National Geographic

NGTI signs up major co-pro partners for Sky Monsters

Published: 15 March 2005

National Geographic Television International today announces that it has signed co-production deals with France 5, ZDF in Germany and Five in the UK for its major new science and natural history programme SKY MONSTERS.

SKY MONSTERS, a major two-hour event special, is produced by Summerhill Entertainment in association with National Geographic Television & Film and tells the story of Pterosaurs - the first large animals to fly.

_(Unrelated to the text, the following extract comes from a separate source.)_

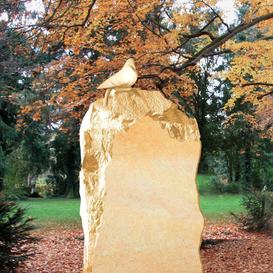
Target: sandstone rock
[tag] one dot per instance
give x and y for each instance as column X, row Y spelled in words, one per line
column 139, row 202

Pterosaurs are one of nature's success stories: they diversified like mad, ranging from the size of a sparrow to an F-16, with wingspans of up to 36 feet.  They lived for 150 million years but, as big a force as pterosaurs were in the history of life from the late Triassic through to the Cretaceous period, they have largely remained a mystery to scientists - ever since the first fossil was discovered in Germany in 1784.

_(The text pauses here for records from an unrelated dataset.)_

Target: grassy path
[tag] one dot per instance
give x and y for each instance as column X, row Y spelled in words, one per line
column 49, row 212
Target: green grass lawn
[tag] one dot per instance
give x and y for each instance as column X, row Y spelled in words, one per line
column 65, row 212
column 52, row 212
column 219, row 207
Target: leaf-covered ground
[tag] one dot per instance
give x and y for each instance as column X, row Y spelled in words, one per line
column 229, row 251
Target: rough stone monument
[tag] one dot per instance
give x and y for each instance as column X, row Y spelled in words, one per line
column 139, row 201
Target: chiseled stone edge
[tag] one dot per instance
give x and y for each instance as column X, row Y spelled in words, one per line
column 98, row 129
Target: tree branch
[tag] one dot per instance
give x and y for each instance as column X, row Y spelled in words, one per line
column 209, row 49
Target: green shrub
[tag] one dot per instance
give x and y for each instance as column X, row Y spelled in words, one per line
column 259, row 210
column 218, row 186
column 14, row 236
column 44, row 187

In SKY MONSTERS, animation and CGI helps us look at these fascinating creatures in more detail - what did they eat, how did they live, why did they vanish?  And we travel to Inner Mongolia to both search for pterosaur fossils and to see if a team of palaeontologists, scientists, aerialists and engineers can reconstruct a pterosaur in order to establish how an animal that large ever flew.

Edwina Thring, head of programmes at NGTI comments: "Sky Monsters is destined to be one of the most impressive programmes from National Geographic Television & Film this year.  The combination of natural history and science tells a fascinating story about this little-studied prehistoric animal and we are confident that it will prove a major televisual event when it is screened.

"Sky Monsters is an ideal project for co-production: with the first fossil discovered in Germany and fossilised Pterosaur footprints recently found in France, we are really pleased to have secured strong partners from both these countries and we are working closely with them and Five in the UK to ensure their needs are met from this programme."